Vancoevorden, A × Mockel, J Laurent, E Kerkhofs, M Lhermitebaleriaux, M Decoster, Christiaan Neve, P Vancauter, E #
Amer physiological soc
American journal of physiology vol:260 issue:4 pages:E651-E661
To delineate the physiological effects of aging on basal levels and temporal patterns of neuroendocrine secretions, the 24-h profiles of cortisol, thyroid-stimulating hormone (TSH), melatonin, prolactin, and growth hormone (GH) levels were simultaneously obtained at frequent intervals in eight healthy, active elderly men, age 67-84 yr and in eight young male adults, age 20-27 yr. The study was preceded by an extended period of habituation to laboratory conditions, and sleep was polygraphically recorded. Mean cortisol levels in the elderly were normal, but the amplitude of the circadian rhythm was reduced.
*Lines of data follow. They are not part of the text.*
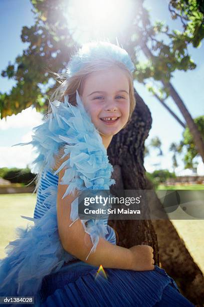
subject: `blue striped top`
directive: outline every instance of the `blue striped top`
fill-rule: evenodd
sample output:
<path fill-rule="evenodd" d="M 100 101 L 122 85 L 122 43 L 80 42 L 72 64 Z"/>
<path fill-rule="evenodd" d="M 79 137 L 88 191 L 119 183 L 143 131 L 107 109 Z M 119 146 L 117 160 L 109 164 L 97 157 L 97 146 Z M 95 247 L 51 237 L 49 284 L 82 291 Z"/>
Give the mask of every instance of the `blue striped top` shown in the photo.
<path fill-rule="evenodd" d="M 45 172 L 43 172 L 37 192 L 37 202 L 34 211 L 34 218 L 40 218 L 43 216 L 46 211 L 50 208 L 49 202 L 46 202 L 46 205 L 44 204 L 44 201 L 49 196 L 49 194 L 48 193 L 42 194 L 42 192 L 52 185 L 55 187 L 57 187 L 58 185 L 59 177 L 57 175 L 54 175 L 51 170 L 47 171 L 45 174 L 44 173 Z M 44 175 L 45 176 L 44 176 Z M 108 225 L 108 217 L 104 217 L 103 219 L 104 225 L 106 226 Z M 115 239 L 115 232 L 113 229 L 112 229 L 112 230 L 113 230 L 112 236 L 112 236 L 112 239 Z M 109 238 L 109 239 L 111 239 L 111 238 Z"/>

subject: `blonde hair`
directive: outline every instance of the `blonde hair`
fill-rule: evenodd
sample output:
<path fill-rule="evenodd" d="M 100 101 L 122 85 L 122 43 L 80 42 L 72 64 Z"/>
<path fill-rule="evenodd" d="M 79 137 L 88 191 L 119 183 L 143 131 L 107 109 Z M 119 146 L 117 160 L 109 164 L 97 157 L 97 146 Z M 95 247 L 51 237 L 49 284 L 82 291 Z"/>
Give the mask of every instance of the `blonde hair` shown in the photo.
<path fill-rule="evenodd" d="M 129 84 L 129 97 L 130 97 L 130 113 L 126 124 L 123 127 L 124 128 L 131 120 L 131 118 L 136 105 L 136 101 L 134 95 L 133 78 L 132 73 L 123 63 L 107 59 L 99 59 L 95 60 L 94 62 L 92 62 L 86 64 L 78 72 L 76 72 L 69 78 L 67 78 L 64 74 L 60 74 L 53 72 L 56 80 L 60 83 L 60 85 L 54 91 L 51 96 L 50 100 L 53 101 L 58 100 L 64 102 L 64 96 L 69 96 L 69 102 L 76 105 L 76 91 L 77 90 L 79 95 L 81 95 L 83 92 L 84 81 L 92 73 L 99 72 L 111 69 L 113 66 L 116 66 L 121 68 L 125 73 Z M 59 79 L 59 80 L 58 80 Z M 52 111 L 51 108 L 49 106 L 48 113 Z"/>

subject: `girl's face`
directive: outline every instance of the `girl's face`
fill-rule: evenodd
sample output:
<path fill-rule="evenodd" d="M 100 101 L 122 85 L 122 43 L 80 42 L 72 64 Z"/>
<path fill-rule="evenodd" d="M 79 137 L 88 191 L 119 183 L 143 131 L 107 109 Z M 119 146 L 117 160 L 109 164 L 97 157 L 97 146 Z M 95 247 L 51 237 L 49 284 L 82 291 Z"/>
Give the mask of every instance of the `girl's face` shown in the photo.
<path fill-rule="evenodd" d="M 122 69 L 113 67 L 111 70 L 92 73 L 83 85 L 81 98 L 85 108 L 102 139 L 109 139 L 110 142 L 113 136 L 121 130 L 128 119 L 130 97 L 127 77 Z M 104 120 L 104 117 L 117 119 L 111 121 Z"/>

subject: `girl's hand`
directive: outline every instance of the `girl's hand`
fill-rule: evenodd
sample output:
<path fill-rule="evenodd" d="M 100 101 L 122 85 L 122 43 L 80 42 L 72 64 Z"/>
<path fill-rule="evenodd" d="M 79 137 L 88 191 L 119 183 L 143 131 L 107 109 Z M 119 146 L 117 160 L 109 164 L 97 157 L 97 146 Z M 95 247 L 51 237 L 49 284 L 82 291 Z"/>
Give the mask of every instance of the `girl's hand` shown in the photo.
<path fill-rule="evenodd" d="M 129 250 L 132 255 L 131 270 L 149 271 L 154 269 L 153 249 L 149 245 L 134 245 Z"/>

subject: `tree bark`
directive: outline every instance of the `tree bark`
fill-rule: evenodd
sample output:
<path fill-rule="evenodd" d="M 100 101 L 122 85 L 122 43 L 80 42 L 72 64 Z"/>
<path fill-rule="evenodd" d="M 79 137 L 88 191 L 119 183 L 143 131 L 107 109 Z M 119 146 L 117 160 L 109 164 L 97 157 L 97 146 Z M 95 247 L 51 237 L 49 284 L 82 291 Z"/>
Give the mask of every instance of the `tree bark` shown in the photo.
<path fill-rule="evenodd" d="M 112 178 L 116 184 L 110 192 L 123 190 L 152 190 L 145 177 L 143 166 L 144 142 L 151 126 L 148 107 L 135 92 L 136 105 L 128 125 L 114 135 L 108 148 L 110 162 L 113 166 Z M 162 206 L 156 193 L 147 203 L 157 208 Z M 146 206 L 146 204 L 144 204 Z M 145 208 L 148 213 L 148 208 Z M 181 293 L 196 306 L 203 300 L 202 274 L 179 238 L 170 220 L 109 220 L 108 224 L 119 235 L 117 245 L 126 247 L 146 244 L 154 250 L 154 264 L 164 268 L 175 280 Z M 184 261 L 183 261 L 184 260 Z"/>

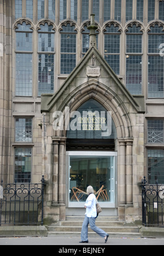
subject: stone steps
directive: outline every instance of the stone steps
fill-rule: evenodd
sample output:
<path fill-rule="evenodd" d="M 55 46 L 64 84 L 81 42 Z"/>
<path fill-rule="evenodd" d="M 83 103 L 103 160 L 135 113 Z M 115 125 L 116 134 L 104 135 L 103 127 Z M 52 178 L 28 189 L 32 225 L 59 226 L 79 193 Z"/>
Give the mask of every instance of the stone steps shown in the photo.
<path fill-rule="evenodd" d="M 84 217 L 67 217 L 66 221 L 61 221 L 48 226 L 49 237 L 80 237 Z M 116 217 L 98 217 L 96 225 L 109 234 L 112 237 L 140 237 L 138 226 L 129 226 Z M 89 226 L 89 237 L 97 237 L 97 235 Z"/>

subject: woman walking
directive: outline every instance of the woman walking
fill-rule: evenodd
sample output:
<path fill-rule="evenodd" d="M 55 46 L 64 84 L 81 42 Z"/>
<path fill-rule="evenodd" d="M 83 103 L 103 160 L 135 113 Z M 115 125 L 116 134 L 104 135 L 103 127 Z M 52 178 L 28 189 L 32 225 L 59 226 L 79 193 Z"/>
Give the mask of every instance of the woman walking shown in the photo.
<path fill-rule="evenodd" d="M 85 204 L 86 213 L 85 219 L 83 224 L 81 232 L 81 241 L 80 243 L 88 243 L 88 225 L 90 225 L 91 229 L 101 237 L 105 240 L 105 243 L 107 242 L 109 235 L 102 229 L 97 228 L 95 224 L 97 217 L 96 211 L 96 198 L 94 195 L 93 188 L 91 186 L 87 188 L 86 193 L 89 195 Z"/>

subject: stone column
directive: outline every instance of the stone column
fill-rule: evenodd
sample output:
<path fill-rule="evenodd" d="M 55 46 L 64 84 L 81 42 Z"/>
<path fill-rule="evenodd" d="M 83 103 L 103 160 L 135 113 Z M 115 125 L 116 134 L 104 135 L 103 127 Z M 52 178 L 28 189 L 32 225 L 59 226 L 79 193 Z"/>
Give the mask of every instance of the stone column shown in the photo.
<path fill-rule="evenodd" d="M 65 202 L 66 194 L 66 138 L 61 138 L 59 144 L 58 200 L 60 205 L 60 220 L 65 220 L 66 219 L 66 204 Z"/>
<path fill-rule="evenodd" d="M 52 206 L 58 206 L 58 141 L 53 141 Z"/>
<path fill-rule="evenodd" d="M 126 203 L 133 203 L 132 189 L 132 139 L 126 140 Z"/>
<path fill-rule="evenodd" d="M 126 203 L 126 143 L 124 140 L 119 141 L 119 204 L 125 205 Z"/>

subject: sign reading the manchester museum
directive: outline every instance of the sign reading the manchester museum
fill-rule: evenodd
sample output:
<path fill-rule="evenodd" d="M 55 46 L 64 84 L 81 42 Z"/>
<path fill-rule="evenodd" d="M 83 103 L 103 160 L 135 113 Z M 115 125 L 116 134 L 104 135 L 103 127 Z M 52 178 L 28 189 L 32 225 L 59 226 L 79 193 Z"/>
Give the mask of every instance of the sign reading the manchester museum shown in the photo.
<path fill-rule="evenodd" d="M 86 68 L 87 77 L 98 77 L 100 75 L 100 67 L 89 66 Z"/>

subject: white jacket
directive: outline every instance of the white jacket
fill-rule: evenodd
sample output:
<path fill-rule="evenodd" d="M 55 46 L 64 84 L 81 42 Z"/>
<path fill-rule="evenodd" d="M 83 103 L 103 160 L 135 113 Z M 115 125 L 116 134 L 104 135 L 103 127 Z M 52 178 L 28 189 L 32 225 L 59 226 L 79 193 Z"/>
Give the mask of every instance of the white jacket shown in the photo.
<path fill-rule="evenodd" d="M 85 206 L 86 207 L 85 214 L 89 218 L 97 217 L 96 198 L 93 194 L 90 194 L 86 199 Z"/>

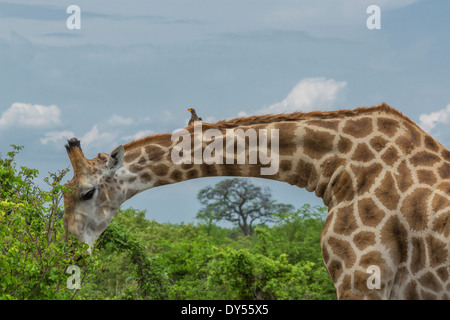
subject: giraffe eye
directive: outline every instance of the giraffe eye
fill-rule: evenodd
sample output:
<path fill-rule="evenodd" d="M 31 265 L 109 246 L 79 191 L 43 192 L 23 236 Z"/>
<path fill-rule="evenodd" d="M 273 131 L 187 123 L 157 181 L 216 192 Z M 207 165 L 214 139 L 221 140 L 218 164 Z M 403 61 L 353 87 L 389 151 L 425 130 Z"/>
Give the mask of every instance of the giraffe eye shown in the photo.
<path fill-rule="evenodd" d="M 82 193 L 81 200 L 86 201 L 86 200 L 92 199 L 92 197 L 94 196 L 94 192 L 95 192 L 95 188 L 92 188 L 91 190 Z"/>

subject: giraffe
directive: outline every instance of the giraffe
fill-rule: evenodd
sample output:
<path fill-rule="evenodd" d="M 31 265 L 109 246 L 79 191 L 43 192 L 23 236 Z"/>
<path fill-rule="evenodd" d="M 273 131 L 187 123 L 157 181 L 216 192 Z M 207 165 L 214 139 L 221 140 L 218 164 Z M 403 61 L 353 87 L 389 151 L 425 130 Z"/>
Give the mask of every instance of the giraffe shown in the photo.
<path fill-rule="evenodd" d="M 338 299 L 449 299 L 450 152 L 408 117 L 383 103 L 237 118 L 203 124 L 207 129 L 222 141 L 227 129 L 277 129 L 277 172 L 262 175 L 259 160 L 175 164 L 178 141 L 170 134 L 93 159 L 72 138 L 66 234 L 92 246 L 119 206 L 150 188 L 209 176 L 262 177 L 315 192 L 328 207 L 320 243 Z M 186 130 L 194 135 L 194 126 Z M 267 140 L 269 147 L 275 142 Z"/>

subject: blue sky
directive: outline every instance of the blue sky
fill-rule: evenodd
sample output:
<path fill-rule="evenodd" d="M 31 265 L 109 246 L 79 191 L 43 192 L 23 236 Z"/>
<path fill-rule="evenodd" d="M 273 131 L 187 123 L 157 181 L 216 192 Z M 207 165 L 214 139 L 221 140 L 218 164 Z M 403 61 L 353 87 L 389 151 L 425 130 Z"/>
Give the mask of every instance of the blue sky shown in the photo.
<path fill-rule="evenodd" d="M 66 26 L 72 4 L 80 30 Z M 366 27 L 372 4 L 379 30 Z M 0 0 L 0 152 L 25 146 L 18 163 L 41 181 L 70 166 L 72 135 L 92 158 L 184 127 L 189 106 L 213 122 L 383 101 L 448 148 L 449 14 L 447 0 Z M 123 206 L 191 222 L 198 191 L 221 179 L 151 189 Z M 252 181 L 280 202 L 321 204 Z"/>

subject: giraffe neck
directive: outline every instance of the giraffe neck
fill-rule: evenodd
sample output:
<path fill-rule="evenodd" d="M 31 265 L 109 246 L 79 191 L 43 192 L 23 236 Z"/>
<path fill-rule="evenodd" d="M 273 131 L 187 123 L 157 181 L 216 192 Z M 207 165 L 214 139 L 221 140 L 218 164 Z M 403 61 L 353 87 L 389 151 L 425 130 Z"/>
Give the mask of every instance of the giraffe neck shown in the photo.
<path fill-rule="evenodd" d="M 118 176 L 126 185 L 126 199 L 200 177 L 242 176 L 306 188 L 330 206 L 353 196 L 346 168 L 351 161 L 369 161 L 372 153 L 343 132 L 367 135 L 373 120 L 366 116 L 346 125 L 344 119 L 311 117 L 232 128 L 197 123 L 172 135 L 125 145 Z"/>

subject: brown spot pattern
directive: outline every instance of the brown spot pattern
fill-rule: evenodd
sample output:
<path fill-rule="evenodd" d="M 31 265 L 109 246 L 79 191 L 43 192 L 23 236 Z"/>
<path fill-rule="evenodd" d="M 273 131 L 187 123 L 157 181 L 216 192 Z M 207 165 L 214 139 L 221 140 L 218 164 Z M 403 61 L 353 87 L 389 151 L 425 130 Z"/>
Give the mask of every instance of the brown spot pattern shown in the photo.
<path fill-rule="evenodd" d="M 375 245 L 375 234 L 369 231 L 360 231 L 353 237 L 353 242 L 359 250 Z"/>
<path fill-rule="evenodd" d="M 334 231 L 349 236 L 356 230 L 358 224 L 353 214 L 353 205 L 340 208 L 336 214 Z"/>
<path fill-rule="evenodd" d="M 371 198 L 358 202 L 358 213 L 362 223 L 369 227 L 377 226 L 385 216 L 384 211 L 379 209 Z"/>
<path fill-rule="evenodd" d="M 305 129 L 306 140 L 303 145 L 303 152 L 313 158 L 320 159 L 333 149 L 334 135 L 328 132 Z"/>
<path fill-rule="evenodd" d="M 428 223 L 427 199 L 431 191 L 425 188 L 414 190 L 403 200 L 401 212 L 413 230 L 424 230 Z"/>
<path fill-rule="evenodd" d="M 355 138 L 364 138 L 372 133 L 372 120 L 364 117 L 356 120 L 348 120 L 342 132 Z"/>
<path fill-rule="evenodd" d="M 367 162 L 372 160 L 374 154 L 370 151 L 369 147 L 365 143 L 360 143 L 353 153 L 352 160 Z"/>
<path fill-rule="evenodd" d="M 389 210 L 396 209 L 400 199 L 399 194 L 393 186 L 394 178 L 390 172 L 386 172 L 380 186 L 375 190 L 377 198 Z"/>
<path fill-rule="evenodd" d="M 378 130 L 389 137 L 393 137 L 399 128 L 399 122 L 389 118 L 380 117 L 377 120 Z"/>
<path fill-rule="evenodd" d="M 339 240 L 331 237 L 328 239 L 328 244 L 334 254 L 340 257 L 345 264 L 346 268 L 351 268 L 356 261 L 356 254 L 353 251 L 350 243 L 345 240 Z"/>
<path fill-rule="evenodd" d="M 381 229 L 381 242 L 389 249 L 395 264 L 405 262 L 408 257 L 408 232 L 396 216 L 386 221 Z"/>

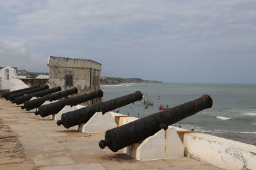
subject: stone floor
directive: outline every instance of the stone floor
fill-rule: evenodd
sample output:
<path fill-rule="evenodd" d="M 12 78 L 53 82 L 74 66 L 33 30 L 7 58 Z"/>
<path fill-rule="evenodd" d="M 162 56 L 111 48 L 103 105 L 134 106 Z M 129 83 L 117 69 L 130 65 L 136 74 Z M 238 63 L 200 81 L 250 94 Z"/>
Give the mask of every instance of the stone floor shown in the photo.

Circulating levels of daytime and nighttime levels of both TSH and GH were greatly diminished in old age. In contrast, prolactin and melatonin concentrations were decreased during the nighttime only. The circadian rises of cortisol, TSH, and melatonin occurred 1-1.5 h earlier in elderly subjects, and the distribution of rapid-eye-movement stages during sleep was similarly advanced, suggesting that circadian timekeeping is modified during normal senescence. Despite perturbations of sleep, sleep-related release of GH and prolactin occurred in all elderly men. Age-related decreases in hormonal levels were associated with a decrease in the amplitude, but not the frequency, of secretory pulses. These findings demonstrate that the normal process of aging involves alterations in the central mechanisms controlling the temporal organization of endocrine release in addition to a reduction of secretory outputs.